3-day Quote Challenge: Day 2

Day 2 of the 3-day Quote Challenge, whose purpose and origins I’m still not entirely clear on! I think maybe my old boss is behind

This quote is from Valeria Luiselli, who I discovered about 2 years ago, because I saw a BuzzFeed article naming her a female literary compatriot to Roberto Bolaño, and he is one of my favorite authors but I always like to read more women. This is from a story called “Return Ticket”, from a collection of short stories, Sidewalks.

Going back to a book is like returning to the cities we believe to be our own, but which, in reality, we’ve forgotten and been forgotten by. In a city–in a book–we vainly revisit passages, looking for nostalgias that no longer belong to us. Impossible to return to a place and find it as you left it–impossible to discover in a book exactly what you first read between its lines.

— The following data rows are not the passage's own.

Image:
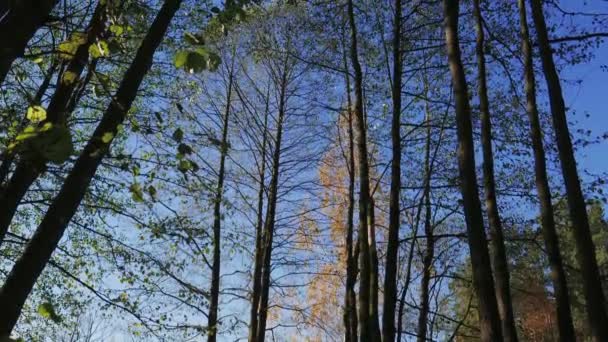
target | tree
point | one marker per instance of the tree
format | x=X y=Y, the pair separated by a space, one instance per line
x=482 y=271
x=560 y=287
x=594 y=296
x=22 y=19
x=27 y=269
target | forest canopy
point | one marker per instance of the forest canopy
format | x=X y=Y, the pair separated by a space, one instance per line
x=343 y=170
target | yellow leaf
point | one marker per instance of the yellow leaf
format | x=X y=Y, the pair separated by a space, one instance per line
x=107 y=137
x=36 y=114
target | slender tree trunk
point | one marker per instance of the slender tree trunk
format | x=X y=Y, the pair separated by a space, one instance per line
x=271 y=210
x=429 y=254
x=38 y=251
x=499 y=255
x=565 y=325
x=28 y=170
x=489 y=319
x=8 y=157
x=366 y=309
x=350 y=297
x=394 y=221
x=592 y=286
x=18 y=25
x=374 y=276
x=217 y=219
x=259 y=253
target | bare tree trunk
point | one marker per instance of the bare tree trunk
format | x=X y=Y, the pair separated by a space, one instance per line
x=350 y=298
x=271 y=209
x=28 y=170
x=8 y=157
x=429 y=255
x=489 y=319
x=499 y=255
x=374 y=276
x=217 y=219
x=394 y=223
x=259 y=253
x=38 y=251
x=18 y=26
x=592 y=286
x=366 y=310
x=565 y=325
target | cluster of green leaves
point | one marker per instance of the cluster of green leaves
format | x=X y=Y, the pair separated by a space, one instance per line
x=43 y=141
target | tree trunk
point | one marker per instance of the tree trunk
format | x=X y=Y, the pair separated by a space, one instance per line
x=489 y=319
x=565 y=325
x=429 y=255
x=366 y=310
x=592 y=286
x=27 y=170
x=394 y=221
x=499 y=255
x=217 y=219
x=271 y=211
x=350 y=297
x=259 y=253
x=18 y=26
x=38 y=251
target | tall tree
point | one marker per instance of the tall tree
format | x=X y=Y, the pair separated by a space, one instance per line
x=281 y=77
x=429 y=254
x=39 y=249
x=499 y=256
x=217 y=215
x=558 y=275
x=594 y=296
x=259 y=229
x=394 y=221
x=32 y=165
x=367 y=312
x=489 y=319
x=18 y=25
x=350 y=297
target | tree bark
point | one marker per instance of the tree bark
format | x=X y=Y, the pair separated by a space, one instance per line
x=259 y=253
x=394 y=223
x=499 y=255
x=592 y=286
x=38 y=251
x=269 y=226
x=429 y=255
x=367 y=312
x=350 y=297
x=18 y=26
x=27 y=170
x=489 y=319
x=565 y=325
x=217 y=220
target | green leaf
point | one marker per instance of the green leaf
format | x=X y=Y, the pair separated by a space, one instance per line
x=184 y=165
x=152 y=191
x=178 y=135
x=107 y=137
x=50 y=142
x=180 y=59
x=47 y=311
x=184 y=149
x=192 y=39
x=99 y=49
x=36 y=114
x=67 y=49
x=56 y=145
x=136 y=192
x=68 y=77
x=197 y=60
x=118 y=30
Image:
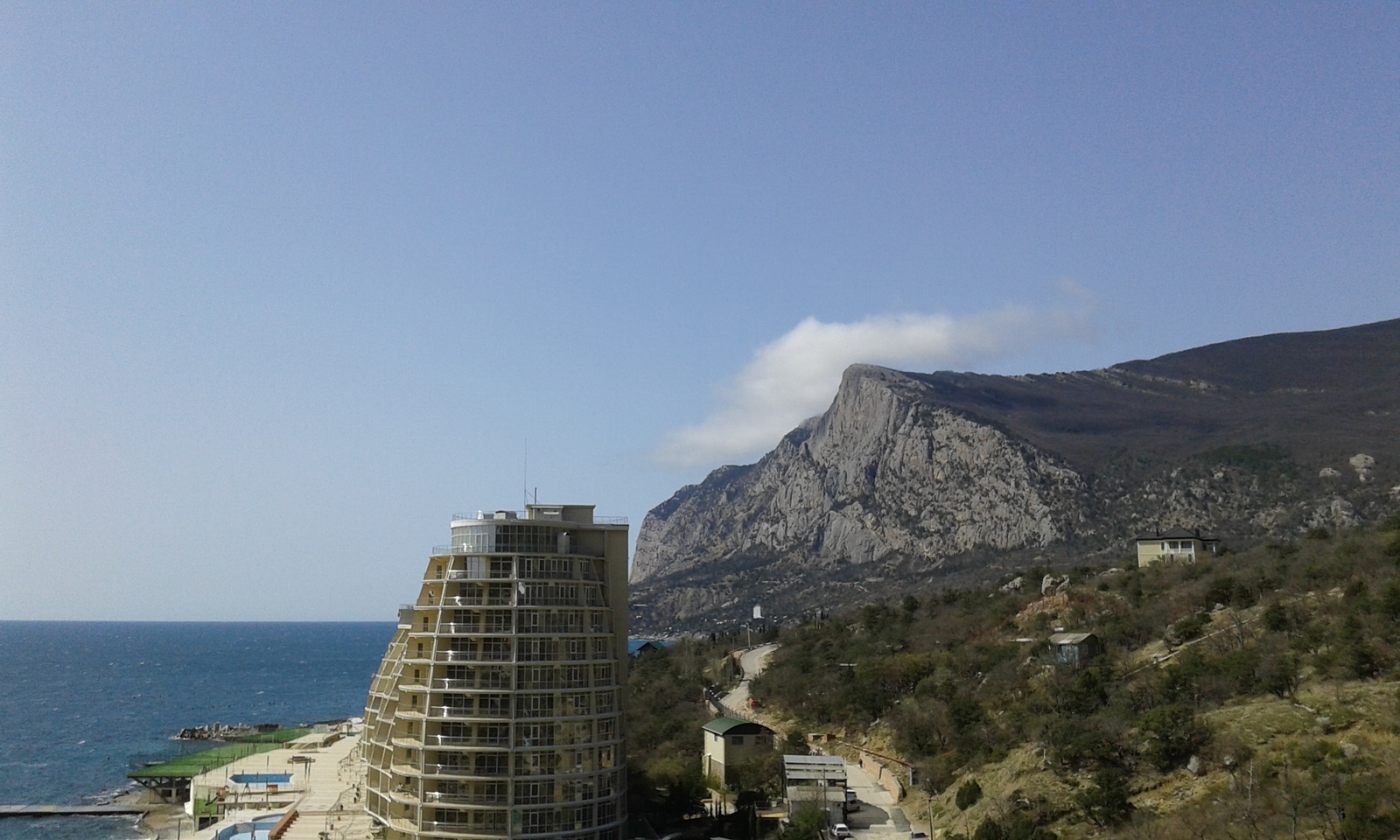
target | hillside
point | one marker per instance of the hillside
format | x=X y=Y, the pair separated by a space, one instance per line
x=912 y=482
x=1250 y=696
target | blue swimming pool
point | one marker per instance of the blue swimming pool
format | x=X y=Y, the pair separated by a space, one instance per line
x=251 y=830
x=261 y=777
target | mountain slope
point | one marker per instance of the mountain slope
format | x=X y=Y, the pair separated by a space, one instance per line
x=938 y=480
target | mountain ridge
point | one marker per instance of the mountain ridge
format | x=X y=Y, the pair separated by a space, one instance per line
x=930 y=480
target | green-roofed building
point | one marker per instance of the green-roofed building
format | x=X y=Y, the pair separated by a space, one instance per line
x=730 y=739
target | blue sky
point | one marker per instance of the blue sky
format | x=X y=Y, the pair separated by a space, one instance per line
x=284 y=286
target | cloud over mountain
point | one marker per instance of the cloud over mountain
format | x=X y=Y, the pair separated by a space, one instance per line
x=795 y=377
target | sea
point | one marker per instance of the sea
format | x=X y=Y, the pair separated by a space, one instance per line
x=84 y=704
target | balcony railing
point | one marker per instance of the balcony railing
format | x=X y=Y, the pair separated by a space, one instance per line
x=466 y=798
x=464 y=830
x=457 y=711
x=466 y=770
x=455 y=741
x=473 y=655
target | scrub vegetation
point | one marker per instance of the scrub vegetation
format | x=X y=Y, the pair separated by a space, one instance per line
x=1252 y=695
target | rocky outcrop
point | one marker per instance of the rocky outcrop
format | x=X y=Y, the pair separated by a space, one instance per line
x=878 y=475
x=914 y=480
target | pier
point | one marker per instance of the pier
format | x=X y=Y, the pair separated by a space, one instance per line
x=133 y=809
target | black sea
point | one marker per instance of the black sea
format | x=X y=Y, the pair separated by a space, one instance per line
x=83 y=704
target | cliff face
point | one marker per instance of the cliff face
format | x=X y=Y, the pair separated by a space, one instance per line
x=912 y=480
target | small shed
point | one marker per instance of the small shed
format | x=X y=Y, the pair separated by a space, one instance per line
x=730 y=739
x=1178 y=545
x=637 y=648
x=1075 y=648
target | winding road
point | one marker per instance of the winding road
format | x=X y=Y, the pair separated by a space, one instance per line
x=751 y=664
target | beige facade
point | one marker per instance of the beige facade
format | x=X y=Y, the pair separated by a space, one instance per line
x=497 y=709
x=728 y=741
x=1175 y=546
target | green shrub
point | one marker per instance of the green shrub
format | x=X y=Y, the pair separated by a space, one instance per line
x=1106 y=804
x=970 y=794
x=1175 y=735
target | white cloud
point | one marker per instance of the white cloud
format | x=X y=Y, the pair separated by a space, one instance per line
x=797 y=375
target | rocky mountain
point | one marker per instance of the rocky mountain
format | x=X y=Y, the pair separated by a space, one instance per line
x=912 y=482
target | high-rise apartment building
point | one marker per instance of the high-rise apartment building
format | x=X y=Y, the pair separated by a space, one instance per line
x=497 y=709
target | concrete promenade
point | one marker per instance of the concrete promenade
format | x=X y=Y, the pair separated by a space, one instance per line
x=331 y=791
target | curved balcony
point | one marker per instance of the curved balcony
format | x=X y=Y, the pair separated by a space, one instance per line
x=461 y=830
x=461 y=772
x=461 y=713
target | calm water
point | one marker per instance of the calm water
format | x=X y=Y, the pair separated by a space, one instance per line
x=80 y=702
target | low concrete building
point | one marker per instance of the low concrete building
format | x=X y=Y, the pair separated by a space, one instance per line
x=728 y=741
x=816 y=781
x=1075 y=648
x=1178 y=545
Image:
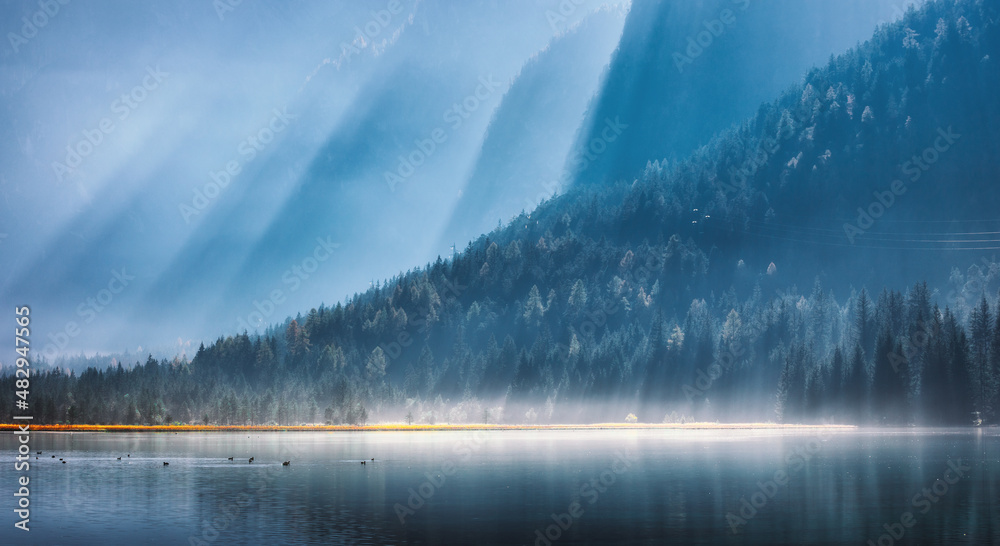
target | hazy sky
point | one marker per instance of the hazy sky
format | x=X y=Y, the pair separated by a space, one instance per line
x=172 y=172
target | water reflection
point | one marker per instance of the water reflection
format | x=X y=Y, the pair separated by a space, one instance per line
x=518 y=487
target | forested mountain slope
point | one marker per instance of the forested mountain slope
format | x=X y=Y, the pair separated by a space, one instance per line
x=674 y=296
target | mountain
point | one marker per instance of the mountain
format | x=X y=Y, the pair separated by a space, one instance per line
x=683 y=71
x=674 y=296
x=521 y=159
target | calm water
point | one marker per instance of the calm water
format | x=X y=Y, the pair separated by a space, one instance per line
x=625 y=487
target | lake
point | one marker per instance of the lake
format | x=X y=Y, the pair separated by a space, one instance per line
x=889 y=486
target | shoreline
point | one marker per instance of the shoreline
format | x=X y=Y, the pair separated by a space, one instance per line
x=399 y=427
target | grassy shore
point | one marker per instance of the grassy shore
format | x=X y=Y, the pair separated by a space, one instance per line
x=395 y=427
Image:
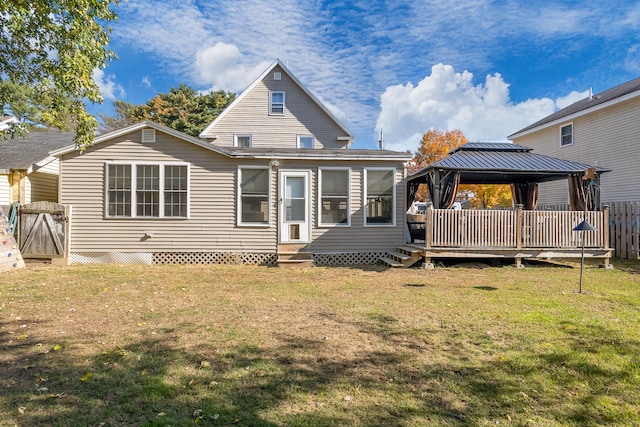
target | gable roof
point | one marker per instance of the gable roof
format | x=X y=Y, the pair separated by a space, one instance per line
x=587 y=105
x=32 y=150
x=143 y=125
x=276 y=63
x=503 y=163
x=248 y=152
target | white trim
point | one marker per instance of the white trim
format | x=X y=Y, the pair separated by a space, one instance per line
x=133 y=202
x=319 y=201
x=242 y=135
x=239 y=222
x=299 y=145
x=306 y=235
x=364 y=197
x=284 y=102
x=560 y=134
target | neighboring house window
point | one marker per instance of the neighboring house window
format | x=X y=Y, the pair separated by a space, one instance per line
x=253 y=205
x=334 y=196
x=379 y=196
x=566 y=134
x=305 y=141
x=276 y=106
x=147 y=190
x=242 y=140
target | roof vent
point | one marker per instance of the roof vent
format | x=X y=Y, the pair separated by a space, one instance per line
x=148 y=135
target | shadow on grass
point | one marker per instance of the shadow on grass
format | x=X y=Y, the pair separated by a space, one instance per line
x=151 y=382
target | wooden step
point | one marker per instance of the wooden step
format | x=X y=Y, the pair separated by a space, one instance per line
x=413 y=250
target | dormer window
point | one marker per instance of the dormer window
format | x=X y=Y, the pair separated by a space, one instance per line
x=242 y=140
x=566 y=135
x=305 y=141
x=276 y=106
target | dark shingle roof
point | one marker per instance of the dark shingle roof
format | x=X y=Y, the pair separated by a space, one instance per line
x=22 y=153
x=503 y=163
x=587 y=103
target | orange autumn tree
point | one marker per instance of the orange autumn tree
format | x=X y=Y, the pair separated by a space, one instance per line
x=434 y=146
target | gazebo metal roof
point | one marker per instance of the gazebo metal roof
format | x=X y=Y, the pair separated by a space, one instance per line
x=502 y=163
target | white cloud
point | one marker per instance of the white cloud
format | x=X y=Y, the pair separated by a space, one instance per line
x=221 y=66
x=574 y=96
x=447 y=100
x=108 y=87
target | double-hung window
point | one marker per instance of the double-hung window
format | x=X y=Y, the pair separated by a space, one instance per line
x=253 y=203
x=276 y=104
x=334 y=196
x=379 y=196
x=147 y=190
x=566 y=135
x=242 y=140
x=305 y=141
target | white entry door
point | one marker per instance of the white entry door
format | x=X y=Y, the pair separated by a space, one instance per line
x=295 y=212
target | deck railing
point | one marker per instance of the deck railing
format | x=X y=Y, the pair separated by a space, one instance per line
x=516 y=228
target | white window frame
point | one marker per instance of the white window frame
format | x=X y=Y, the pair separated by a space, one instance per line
x=242 y=135
x=572 y=133
x=321 y=223
x=239 y=221
x=299 y=141
x=365 y=197
x=271 y=104
x=133 y=190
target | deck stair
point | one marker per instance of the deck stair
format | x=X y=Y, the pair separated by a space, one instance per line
x=294 y=256
x=403 y=257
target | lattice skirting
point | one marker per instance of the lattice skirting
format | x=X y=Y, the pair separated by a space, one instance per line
x=330 y=259
x=353 y=258
x=175 y=258
x=214 y=258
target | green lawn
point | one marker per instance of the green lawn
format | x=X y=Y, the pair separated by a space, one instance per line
x=256 y=346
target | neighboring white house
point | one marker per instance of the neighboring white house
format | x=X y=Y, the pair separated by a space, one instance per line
x=27 y=172
x=601 y=130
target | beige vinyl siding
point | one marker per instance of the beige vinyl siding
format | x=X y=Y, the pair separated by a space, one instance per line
x=5 y=191
x=211 y=226
x=609 y=138
x=302 y=117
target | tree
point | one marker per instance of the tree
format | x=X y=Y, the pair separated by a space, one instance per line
x=183 y=109
x=53 y=47
x=436 y=145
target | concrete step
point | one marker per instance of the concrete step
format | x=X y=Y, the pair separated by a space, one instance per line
x=392 y=263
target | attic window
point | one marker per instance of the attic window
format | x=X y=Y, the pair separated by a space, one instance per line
x=566 y=135
x=148 y=135
x=276 y=104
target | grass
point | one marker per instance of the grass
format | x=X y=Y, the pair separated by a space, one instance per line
x=242 y=345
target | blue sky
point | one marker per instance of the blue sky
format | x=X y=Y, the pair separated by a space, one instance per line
x=488 y=68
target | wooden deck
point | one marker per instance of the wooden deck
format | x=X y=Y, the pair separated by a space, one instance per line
x=516 y=234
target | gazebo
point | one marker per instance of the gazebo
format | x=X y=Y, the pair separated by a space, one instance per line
x=519 y=233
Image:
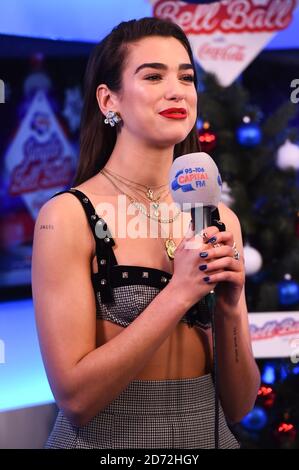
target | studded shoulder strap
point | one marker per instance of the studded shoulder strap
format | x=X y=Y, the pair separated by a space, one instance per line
x=104 y=243
x=216 y=221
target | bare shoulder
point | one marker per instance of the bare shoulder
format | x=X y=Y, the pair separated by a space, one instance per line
x=63 y=219
x=229 y=217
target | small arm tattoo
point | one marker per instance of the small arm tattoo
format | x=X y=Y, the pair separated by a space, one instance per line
x=236 y=344
x=47 y=227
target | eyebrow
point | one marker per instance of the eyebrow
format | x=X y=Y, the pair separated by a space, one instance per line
x=160 y=66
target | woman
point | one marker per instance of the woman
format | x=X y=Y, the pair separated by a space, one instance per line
x=113 y=310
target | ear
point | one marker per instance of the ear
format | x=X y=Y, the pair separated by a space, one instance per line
x=107 y=100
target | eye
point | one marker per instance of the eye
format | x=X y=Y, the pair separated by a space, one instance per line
x=188 y=78
x=153 y=77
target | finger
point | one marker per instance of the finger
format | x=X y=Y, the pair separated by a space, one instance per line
x=220 y=264
x=209 y=232
x=217 y=252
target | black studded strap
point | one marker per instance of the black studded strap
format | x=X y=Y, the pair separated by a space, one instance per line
x=104 y=242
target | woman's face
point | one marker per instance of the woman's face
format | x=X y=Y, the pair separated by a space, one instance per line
x=158 y=100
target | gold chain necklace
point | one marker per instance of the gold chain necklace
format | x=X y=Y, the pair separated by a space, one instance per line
x=169 y=243
x=149 y=192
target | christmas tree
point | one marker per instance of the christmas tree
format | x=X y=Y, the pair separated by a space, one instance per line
x=251 y=152
x=259 y=164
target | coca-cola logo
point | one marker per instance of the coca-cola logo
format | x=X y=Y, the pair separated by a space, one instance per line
x=227 y=16
x=288 y=326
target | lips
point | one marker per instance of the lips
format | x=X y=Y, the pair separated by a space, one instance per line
x=174 y=113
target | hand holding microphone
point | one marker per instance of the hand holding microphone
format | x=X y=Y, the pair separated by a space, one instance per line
x=205 y=256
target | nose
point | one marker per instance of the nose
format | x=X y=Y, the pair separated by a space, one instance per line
x=174 y=91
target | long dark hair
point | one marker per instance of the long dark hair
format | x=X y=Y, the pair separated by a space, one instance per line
x=105 y=65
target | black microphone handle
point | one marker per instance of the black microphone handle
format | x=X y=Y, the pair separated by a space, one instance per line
x=201 y=218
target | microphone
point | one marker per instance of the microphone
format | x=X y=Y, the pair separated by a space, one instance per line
x=195 y=184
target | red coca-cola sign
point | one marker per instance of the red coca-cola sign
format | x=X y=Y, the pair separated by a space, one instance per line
x=228 y=16
x=226 y=36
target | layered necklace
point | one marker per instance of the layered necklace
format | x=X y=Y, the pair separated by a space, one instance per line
x=147 y=194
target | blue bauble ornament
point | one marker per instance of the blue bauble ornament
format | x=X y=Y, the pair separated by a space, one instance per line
x=249 y=134
x=201 y=2
x=255 y=420
x=288 y=291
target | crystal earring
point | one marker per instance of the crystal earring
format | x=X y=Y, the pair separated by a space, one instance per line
x=112 y=118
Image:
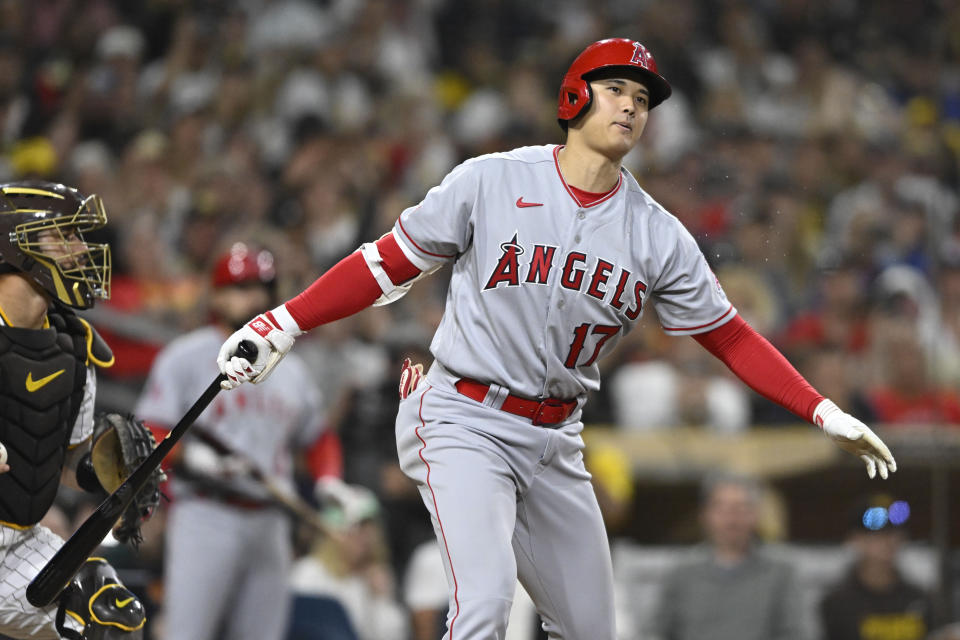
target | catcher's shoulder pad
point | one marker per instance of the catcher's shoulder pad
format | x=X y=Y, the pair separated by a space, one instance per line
x=98 y=352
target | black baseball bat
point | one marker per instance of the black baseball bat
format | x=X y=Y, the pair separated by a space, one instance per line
x=60 y=569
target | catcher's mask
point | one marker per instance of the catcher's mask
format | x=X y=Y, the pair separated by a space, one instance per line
x=41 y=234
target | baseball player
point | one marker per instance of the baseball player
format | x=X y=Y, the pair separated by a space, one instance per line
x=556 y=252
x=48 y=356
x=228 y=550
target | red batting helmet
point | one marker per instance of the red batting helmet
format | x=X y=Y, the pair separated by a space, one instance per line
x=619 y=53
x=243 y=264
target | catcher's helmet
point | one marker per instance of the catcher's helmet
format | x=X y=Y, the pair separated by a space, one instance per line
x=41 y=234
x=615 y=53
x=242 y=265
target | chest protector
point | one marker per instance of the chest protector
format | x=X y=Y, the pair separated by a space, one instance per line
x=42 y=377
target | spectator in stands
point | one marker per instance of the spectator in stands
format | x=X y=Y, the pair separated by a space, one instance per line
x=352 y=567
x=730 y=589
x=874 y=601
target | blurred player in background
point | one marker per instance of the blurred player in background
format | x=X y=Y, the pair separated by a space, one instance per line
x=729 y=590
x=228 y=547
x=556 y=252
x=874 y=601
x=48 y=356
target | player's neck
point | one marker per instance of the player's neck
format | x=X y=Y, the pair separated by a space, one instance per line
x=587 y=169
x=22 y=305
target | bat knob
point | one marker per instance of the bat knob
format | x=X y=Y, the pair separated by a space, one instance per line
x=247 y=350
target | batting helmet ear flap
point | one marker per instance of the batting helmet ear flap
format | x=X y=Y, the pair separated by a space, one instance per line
x=575 y=97
x=627 y=56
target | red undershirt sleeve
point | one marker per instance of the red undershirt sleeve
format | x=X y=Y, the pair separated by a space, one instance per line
x=349 y=286
x=761 y=366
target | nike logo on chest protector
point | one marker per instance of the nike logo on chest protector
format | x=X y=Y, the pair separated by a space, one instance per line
x=32 y=385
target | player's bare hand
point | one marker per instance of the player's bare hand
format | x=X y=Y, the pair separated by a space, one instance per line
x=272 y=344
x=410 y=377
x=856 y=438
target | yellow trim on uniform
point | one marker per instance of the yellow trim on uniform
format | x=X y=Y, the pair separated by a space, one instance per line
x=79 y=444
x=76 y=616
x=90 y=358
x=94 y=617
x=6 y=320
x=32 y=192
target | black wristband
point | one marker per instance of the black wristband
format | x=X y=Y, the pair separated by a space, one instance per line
x=87 y=477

Luiselli is a master at capturing those inexplicable emotions, those points in time where words fail us. I think in this passage she highlights something I came to realize about myself by the time I was ready to graduate college–that there is no permanent state of the self. We are always changing, and even the things we designated to remember will mean something different in a month, a year, ten years, than they did the day we first saw them.

During my first year post-college graduation, I went back to Oakland/Berkeley during spring break to visit all my friends. I was desperately depressed in Kansas City, and hoping that my trip would take me back to who I had been in college–happy, relatively carefree, having wild parties with my friends, having friends who wanted to hang out with me at all. But the shadow of the real world was looming over me every moment, and I couldn’t find that magic I had been hoping for.

Something I saw on my third trip to Oaxaca, Mexico that’s probably been painted over by now

This summer I went back to the first town I visited outside the US. I talked about how when I was younger, right after that first magical summer, I wanted to re-live the experience over and over again. The things I’ve learned since then told me that this would be impossible–you can’t remember exactly what it was you first saw in that passage or place that sparked your imagination.

Maybe some see that as sad,that we can never re-capture that initial romance or wonder. I know that spring break I went back to Oakland, it only made me more depressed. But now, I see it as a new chance to explore and discover with every time we return.